By David Barwick – FRANKFURT (Econostream) – European Central Bank President Christine Lagarde on Monday used a Washington speech to defend the ECB’s policy independence and crisis-response speed while arguing that Europe is moving toward a more domestic-demand-led growth model that could support stronger long-term expansion.

Speaking at the National Association for Business Economics conference while accepting the Paul A. Volcker Lifetime Achievement Award, Lagarde tied her institutional argument to current policy debates by praising central-bank resolve and warning that legal protections alone were insufficient.

“Independence ultimately has to live in the culture and conviction of the people who serve these institutions – because sooner or later, the legal limits will be tested,” she said, after citing Paul Volcker’s anti-inflation tightening and saying Federal Reserve Chair Jay Powell had upheld the same tradition.

She then pushed back against the idea that Europe’s institutional complexity necessarily means slow or indecisive policymaking, presenting the ECB’s Governing Council size as a strength rather than a handicap.

“One might expect a structure of this size to result in inertia.
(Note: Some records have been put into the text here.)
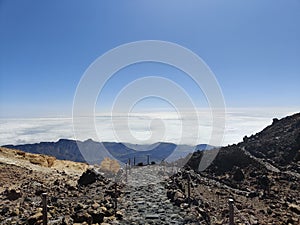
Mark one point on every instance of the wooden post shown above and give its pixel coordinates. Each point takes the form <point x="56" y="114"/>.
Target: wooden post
<point x="44" y="202"/>
<point x="231" y="212"/>
<point x="189" y="189"/>
<point x="126" y="172"/>
<point x="116" y="198"/>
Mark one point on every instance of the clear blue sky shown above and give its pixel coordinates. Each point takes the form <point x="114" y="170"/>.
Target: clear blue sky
<point x="253" y="47"/>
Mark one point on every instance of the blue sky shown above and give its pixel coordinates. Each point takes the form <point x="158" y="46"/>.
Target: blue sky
<point x="253" y="48"/>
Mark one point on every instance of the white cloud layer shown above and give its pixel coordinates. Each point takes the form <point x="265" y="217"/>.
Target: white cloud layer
<point x="143" y="128"/>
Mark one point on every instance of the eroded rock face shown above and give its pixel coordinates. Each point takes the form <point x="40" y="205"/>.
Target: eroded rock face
<point x="88" y="177"/>
<point x="261" y="174"/>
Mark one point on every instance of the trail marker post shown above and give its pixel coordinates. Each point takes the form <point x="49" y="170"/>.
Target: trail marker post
<point x="189" y="189"/>
<point x="126" y="173"/>
<point x="44" y="202"/>
<point x="231" y="211"/>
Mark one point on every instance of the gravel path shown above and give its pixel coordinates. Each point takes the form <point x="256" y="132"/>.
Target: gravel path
<point x="145" y="200"/>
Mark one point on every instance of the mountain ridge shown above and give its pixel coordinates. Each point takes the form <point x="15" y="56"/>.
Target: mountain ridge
<point x="67" y="149"/>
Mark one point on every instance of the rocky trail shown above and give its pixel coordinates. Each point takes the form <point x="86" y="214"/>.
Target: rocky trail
<point x="145" y="199"/>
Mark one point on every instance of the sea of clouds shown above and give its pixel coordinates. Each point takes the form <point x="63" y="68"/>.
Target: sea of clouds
<point x="142" y="128"/>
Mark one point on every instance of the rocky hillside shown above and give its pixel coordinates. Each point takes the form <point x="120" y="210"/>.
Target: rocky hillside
<point x="75" y="195"/>
<point x="261" y="174"/>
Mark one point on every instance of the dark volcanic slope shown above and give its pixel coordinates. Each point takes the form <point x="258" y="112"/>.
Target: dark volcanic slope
<point x="279" y="143"/>
<point x="275" y="147"/>
<point x="261" y="174"/>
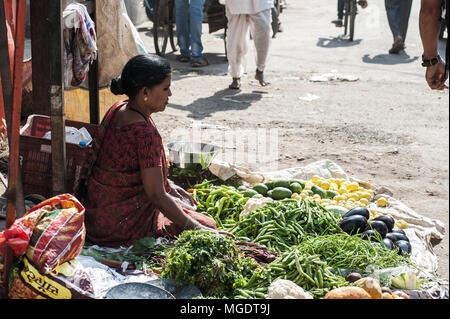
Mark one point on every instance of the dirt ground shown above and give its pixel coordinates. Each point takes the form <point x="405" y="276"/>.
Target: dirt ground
<point x="387" y="128"/>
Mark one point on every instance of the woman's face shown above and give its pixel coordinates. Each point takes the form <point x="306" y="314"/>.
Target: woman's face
<point x="158" y="96"/>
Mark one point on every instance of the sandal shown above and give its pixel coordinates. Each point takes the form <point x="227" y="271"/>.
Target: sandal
<point x="184" y="58"/>
<point x="199" y="63"/>
<point x="236" y="84"/>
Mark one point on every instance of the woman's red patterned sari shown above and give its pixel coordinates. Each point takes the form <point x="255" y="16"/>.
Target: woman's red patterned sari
<point x="118" y="211"/>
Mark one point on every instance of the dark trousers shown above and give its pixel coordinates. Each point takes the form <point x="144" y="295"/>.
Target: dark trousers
<point x="398" y="12"/>
<point x="341" y="4"/>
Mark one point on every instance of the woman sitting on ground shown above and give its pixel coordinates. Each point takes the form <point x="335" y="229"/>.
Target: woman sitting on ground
<point x="127" y="194"/>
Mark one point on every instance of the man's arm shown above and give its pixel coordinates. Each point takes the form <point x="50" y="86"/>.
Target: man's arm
<point x="429" y="26"/>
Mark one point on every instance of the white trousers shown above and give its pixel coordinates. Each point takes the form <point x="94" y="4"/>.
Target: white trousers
<point x="238" y="39"/>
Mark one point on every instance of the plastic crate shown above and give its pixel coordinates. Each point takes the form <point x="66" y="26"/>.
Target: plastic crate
<point x="35" y="158"/>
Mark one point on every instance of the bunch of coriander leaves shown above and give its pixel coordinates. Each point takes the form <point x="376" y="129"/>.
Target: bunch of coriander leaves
<point x="210" y="261"/>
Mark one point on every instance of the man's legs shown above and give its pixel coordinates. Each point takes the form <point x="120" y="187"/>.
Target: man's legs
<point x="341" y="4"/>
<point x="406" y="12"/>
<point x="260" y="29"/>
<point x="196" y="16"/>
<point x="181" y="16"/>
<point x="398" y="12"/>
<point x="338" y="22"/>
<point x="237" y="45"/>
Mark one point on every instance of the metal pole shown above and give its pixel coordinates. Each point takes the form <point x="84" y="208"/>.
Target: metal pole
<point x="13" y="170"/>
<point x="56" y="94"/>
<point x="93" y="80"/>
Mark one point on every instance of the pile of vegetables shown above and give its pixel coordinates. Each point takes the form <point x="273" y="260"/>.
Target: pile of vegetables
<point x="285" y="223"/>
<point x="308" y="271"/>
<point x="220" y="202"/>
<point x="351" y="252"/>
<point x="379" y="229"/>
<point x="210" y="261"/>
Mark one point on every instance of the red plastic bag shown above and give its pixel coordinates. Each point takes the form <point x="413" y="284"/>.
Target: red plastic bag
<point x="50" y="233"/>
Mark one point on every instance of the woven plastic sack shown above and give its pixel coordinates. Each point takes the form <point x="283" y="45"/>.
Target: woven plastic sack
<point x="49" y="234"/>
<point x="67" y="281"/>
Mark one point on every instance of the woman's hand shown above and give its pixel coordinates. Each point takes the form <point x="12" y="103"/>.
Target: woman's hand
<point x="180" y="193"/>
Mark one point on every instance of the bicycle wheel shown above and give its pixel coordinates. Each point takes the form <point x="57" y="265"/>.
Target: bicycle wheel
<point x="162" y="27"/>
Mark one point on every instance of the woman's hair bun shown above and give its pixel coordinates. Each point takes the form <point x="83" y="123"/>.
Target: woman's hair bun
<point x="116" y="86"/>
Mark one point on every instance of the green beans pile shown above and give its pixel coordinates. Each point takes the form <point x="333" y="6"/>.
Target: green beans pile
<point x="351" y="252"/>
<point x="221" y="202"/>
<point x="285" y="223"/>
<point x="308" y="271"/>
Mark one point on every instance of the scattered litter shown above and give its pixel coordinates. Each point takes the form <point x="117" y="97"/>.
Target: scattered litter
<point x="209" y="126"/>
<point x="333" y="76"/>
<point x="309" y="97"/>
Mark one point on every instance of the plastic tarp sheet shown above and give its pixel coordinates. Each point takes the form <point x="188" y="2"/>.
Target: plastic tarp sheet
<point x="422" y="231"/>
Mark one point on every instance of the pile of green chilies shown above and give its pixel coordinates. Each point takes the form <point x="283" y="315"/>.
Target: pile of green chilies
<point x="285" y="223"/>
<point x="308" y="271"/>
<point x="221" y="202"/>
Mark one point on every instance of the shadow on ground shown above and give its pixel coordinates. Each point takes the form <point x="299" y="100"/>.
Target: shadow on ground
<point x="223" y="100"/>
<point x="389" y="59"/>
<point x="337" y="42"/>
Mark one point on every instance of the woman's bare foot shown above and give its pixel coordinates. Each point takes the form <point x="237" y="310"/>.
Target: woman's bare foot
<point x="236" y="84"/>
<point x="260" y="77"/>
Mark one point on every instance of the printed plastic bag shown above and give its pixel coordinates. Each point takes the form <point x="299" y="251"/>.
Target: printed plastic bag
<point x="67" y="281"/>
<point x="50" y="233"/>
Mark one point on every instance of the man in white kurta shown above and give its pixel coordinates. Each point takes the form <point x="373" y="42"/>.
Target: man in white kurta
<point x="243" y="15"/>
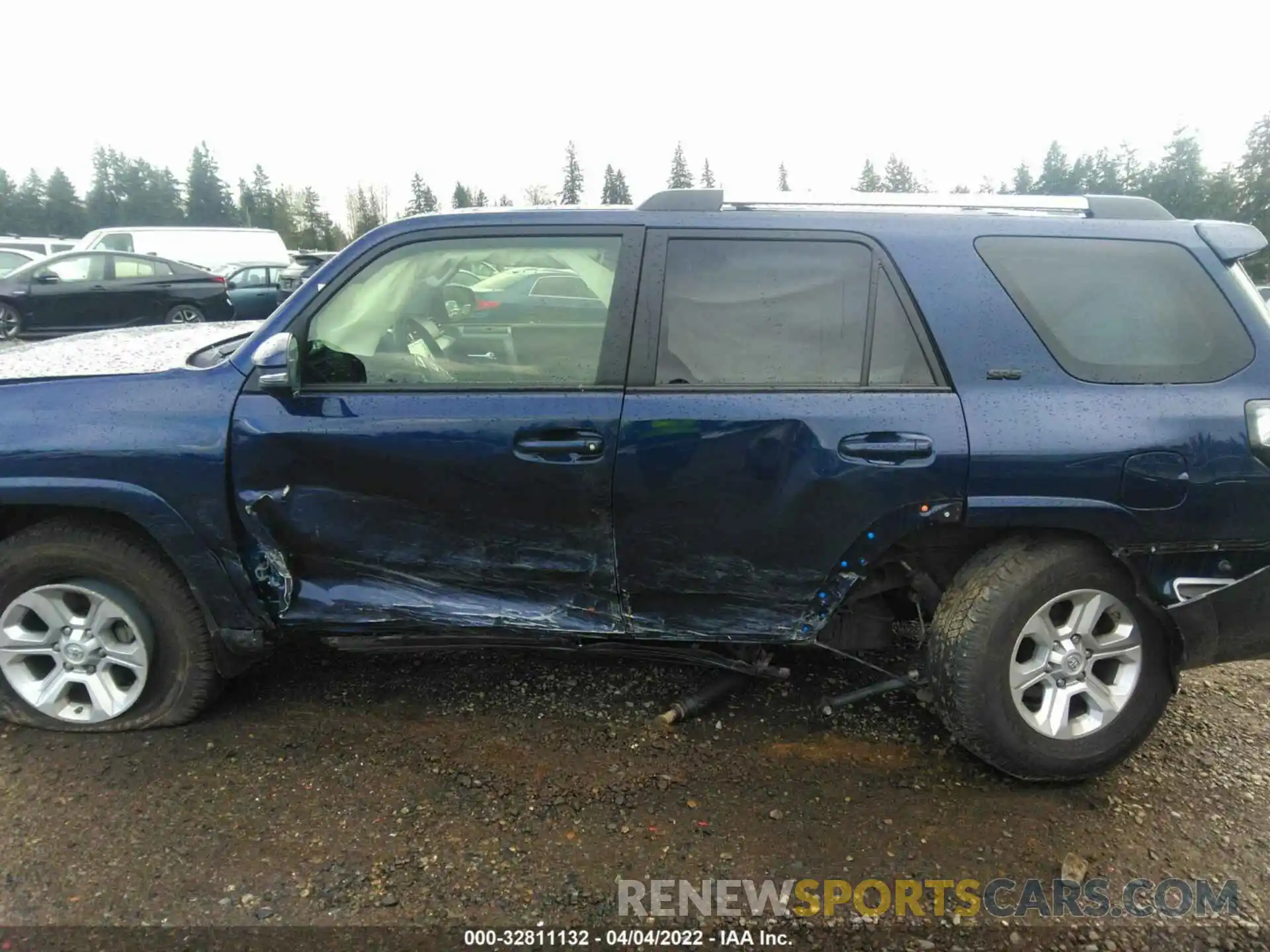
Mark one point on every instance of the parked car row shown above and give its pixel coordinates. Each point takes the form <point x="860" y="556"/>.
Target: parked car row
<point x="78" y="291"/>
<point x="131" y="277"/>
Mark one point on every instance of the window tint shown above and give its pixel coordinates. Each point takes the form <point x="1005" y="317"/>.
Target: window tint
<point x="763" y="313"/>
<point x="404" y="321"/>
<point x="77" y="268"/>
<point x="560" y="287"/>
<point x="252" y="278"/>
<point x="140" y="268"/>
<point x="1117" y="311"/>
<point x="897" y="357"/>
<point x="120" y="241"/>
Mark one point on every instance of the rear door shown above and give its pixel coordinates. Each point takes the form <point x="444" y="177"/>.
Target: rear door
<point x="785" y="414"/>
<point x="415" y="481"/>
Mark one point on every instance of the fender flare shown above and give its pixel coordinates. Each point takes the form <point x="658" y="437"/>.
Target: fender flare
<point x="210" y="576"/>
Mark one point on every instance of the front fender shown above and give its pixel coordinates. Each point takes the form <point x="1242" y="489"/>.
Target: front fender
<point x="219" y="583"/>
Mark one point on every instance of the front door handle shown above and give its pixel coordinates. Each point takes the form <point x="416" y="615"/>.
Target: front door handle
<point x="887" y="448"/>
<point x="559" y="446"/>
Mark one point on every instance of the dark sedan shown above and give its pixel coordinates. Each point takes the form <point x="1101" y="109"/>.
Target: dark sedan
<point x="78" y="291"/>
<point x="526" y="296"/>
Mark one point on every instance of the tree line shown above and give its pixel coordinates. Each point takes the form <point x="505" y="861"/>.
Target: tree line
<point x="131" y="190"/>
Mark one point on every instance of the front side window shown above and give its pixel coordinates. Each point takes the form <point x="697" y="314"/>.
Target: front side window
<point x="77" y="268"/>
<point x="409" y="320"/>
<point x="252" y="278"/>
<point x="777" y="313"/>
<point x="1119" y="311"/>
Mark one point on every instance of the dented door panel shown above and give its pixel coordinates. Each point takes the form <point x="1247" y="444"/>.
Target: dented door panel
<point x="370" y="512"/>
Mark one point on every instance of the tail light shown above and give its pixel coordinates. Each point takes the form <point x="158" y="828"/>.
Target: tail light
<point x="1257" y="414"/>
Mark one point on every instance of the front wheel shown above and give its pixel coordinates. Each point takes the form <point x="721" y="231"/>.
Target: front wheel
<point x="1044" y="663"/>
<point x="185" y="314"/>
<point x="11" y="323"/>
<point x="98" y="633"/>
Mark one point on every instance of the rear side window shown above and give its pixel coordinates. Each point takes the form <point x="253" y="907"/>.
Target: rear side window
<point x="1119" y="311"/>
<point x="773" y="313"/>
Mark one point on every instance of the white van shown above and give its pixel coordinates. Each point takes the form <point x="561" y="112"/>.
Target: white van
<point x="42" y="247"/>
<point x="206" y="248"/>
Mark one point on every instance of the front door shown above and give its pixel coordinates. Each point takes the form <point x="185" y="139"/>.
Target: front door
<point x="70" y="295"/>
<point x="785" y="415"/>
<point x="419" y="480"/>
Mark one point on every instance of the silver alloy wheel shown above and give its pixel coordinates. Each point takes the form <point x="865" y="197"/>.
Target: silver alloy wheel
<point x="1076" y="664"/>
<point x="11" y="323"/>
<point x="185" y="314"/>
<point x="78" y="651"/>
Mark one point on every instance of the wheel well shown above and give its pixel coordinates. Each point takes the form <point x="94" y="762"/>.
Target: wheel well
<point x="940" y="553"/>
<point x="16" y="518"/>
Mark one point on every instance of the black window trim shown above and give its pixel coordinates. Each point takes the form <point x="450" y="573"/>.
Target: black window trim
<point x="647" y="335"/>
<point x="614" y="354"/>
<point x="1217" y="286"/>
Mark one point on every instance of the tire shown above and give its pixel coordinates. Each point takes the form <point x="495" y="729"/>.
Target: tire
<point x="62" y="559"/>
<point x="185" y="314"/>
<point x="11" y="323"/>
<point x="978" y="643"/>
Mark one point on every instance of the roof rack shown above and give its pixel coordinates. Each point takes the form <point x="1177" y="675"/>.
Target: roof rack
<point x="713" y="200"/>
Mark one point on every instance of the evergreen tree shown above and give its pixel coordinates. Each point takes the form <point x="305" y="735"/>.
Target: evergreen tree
<point x="207" y="197"/>
<point x="607" y="193"/>
<point x="64" y="212"/>
<point x="1056" y="175"/>
<point x="538" y="194"/>
<point x="27" y="207"/>
<point x="1023" y="183"/>
<point x="1255" y="190"/>
<point x="898" y="177"/>
<point x="5" y="201"/>
<point x="102" y="204"/>
<point x="422" y="198"/>
<point x="680" y="175"/>
<point x="1177" y="180"/>
<point x="869" y="179"/>
<point x="571" y="193"/>
<point x="621" y="193"/>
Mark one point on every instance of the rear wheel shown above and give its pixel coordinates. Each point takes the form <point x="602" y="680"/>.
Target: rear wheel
<point x="98" y="633"/>
<point x="11" y="323"/>
<point x="185" y="314"/>
<point x="1044" y="663"/>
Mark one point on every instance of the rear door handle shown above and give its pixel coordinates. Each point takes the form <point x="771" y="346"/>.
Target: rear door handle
<point x="887" y="448"/>
<point x="559" y="447"/>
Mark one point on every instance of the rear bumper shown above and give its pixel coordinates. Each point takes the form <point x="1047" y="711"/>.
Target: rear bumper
<point x="1228" y="625"/>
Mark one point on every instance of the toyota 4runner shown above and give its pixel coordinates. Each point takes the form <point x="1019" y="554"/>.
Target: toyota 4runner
<point x="698" y="429"/>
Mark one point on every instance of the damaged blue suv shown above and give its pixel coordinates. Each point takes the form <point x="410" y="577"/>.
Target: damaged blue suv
<point x="698" y="429"/>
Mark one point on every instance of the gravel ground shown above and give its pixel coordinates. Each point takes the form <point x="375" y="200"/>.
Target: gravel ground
<point x="509" y="790"/>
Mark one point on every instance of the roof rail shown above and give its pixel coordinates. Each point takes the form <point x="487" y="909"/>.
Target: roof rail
<point x="713" y="200"/>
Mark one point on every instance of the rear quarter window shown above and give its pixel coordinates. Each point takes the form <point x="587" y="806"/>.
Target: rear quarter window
<point x="1122" y="311"/>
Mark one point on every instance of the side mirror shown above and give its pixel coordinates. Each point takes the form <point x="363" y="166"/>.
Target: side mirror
<point x="280" y="357"/>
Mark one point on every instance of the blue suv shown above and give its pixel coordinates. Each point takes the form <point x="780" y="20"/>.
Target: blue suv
<point x="1038" y="428"/>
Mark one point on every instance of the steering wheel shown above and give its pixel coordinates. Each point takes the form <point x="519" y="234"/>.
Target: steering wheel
<point x="409" y="329"/>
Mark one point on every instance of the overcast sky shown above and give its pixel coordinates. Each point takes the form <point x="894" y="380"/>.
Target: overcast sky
<point x="334" y="95"/>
In practice, it gives us distinctive strengths,” Lagarde said, adding that decisions drawn from 27 perspectives were “harder to reach,” but also harder for any single government to influence.

On monetary policy specifically, she argued that diversity had not prevented rapid action in crises and pointed to the ECB’s recent record on both tightening and easing.

“When inflation surged, we raised rates by 450bp in a little over a year, the fastest tightening cycle in the ECB’s history. We then cut them again by 200bp as inflation stabilized at our medium-term target,” she said.

Beyond the policy-institutional defense, the speech’s main economic message was that Europe’s old reliance on foreign demand had become less viable amid tariffs and global trade tensions, especially with the United States and China playing a more difficult external role for euro area exporters.

Lagarde said Eurosystem staff expected exports over the next three years to grow at roughly half their historical average pace, while investment needs at home were rising and making domestic demand more central to growth.

She said euro area growth reached 1.5% in 2025, “its strongest performance in three years, despite rising trade tensions,” and added that the expansion was driven entirely by domestic demand, with net exports subtracting half a percentage point.

In a currency- and external-balance-relevant section, Lagarde said the euro area’s current account surplus had fallen to 1.6% of GDP in 2025 from 2.7% in 2024 and was projected to remain around that level, describing this as part of a more balanced relationship with trading partners.

She also highlighted euro area capital flowing abroad, noting that residents’ holdings of listed US equities had become comparable in share to their domestic listed-equity holdings and saying euro area investors earned nearly €200 billion from those US holdings in 2025.

At the same time, she argued that redirecting more European savings into domestic investment could generate larger gains at home through productivity and innovation, especially as defense, infrastructure, digitalization and AI-related spending rose.

According to Lagarde, investment is projected to account for almost 40% of euro area growth between 2026 and 2028, well above historical norms, with more than €150 billion in additional cumulative investment.

She also presented a relatively constructive view of Europe’s supply-side potential, saying firms were adopting AI tools rapidly and suggesting Europe’s manufacturing base could become an advantage as AI is embedded in industrial systems.

Investor sentiment toward Europe, in her telling, had improved sharply as well, and she pointed to a rise in AI-related venture-capital deals and stronger appetite among institutional investors to increase allocations to Europe.

Still, Lagarde said stronger demand and improving private-sector momentum would not translate automatically into durable growth without policy changes, especially in the Single Market and capital markets.

She argued that internal barriers in services and capital markets were the most damaging constraints and cited ECB analysis suggesting that lowering internal barriers could raise intra-European trade substantially, with GDP effects far larger than estimated losses from US tariffs.

Another key obstacle, she said, was the large share of household wealth parked in deposits, contrasting Europe’s more than €12 trillion in cash and deposits with a much lower US share and suggesting that aligning portfolio structures could redirect major sums into long-term market-based investment.

Lagarde pointed to what she described as more flexible EU methods for moving forward, including the proposed “28th regime,” recent use of mechanisms allowing subsets of countries to advance, and a June deadline set by EU leaders for the first phase of the savings and investments union.

Her closing message was that Europe was increasingly able to act on structural weaknesses even outside acute crises, and she ended on an explicitly confident note.

“The same dynamic can apply again. And my message today is: it will,” she said.

Lagarde did not use the speech to send any near-term signals regarding ECB monetary policy, instead referring to the institution’s past tightening-and-easing cycle to illustrate its independence and operational capacity.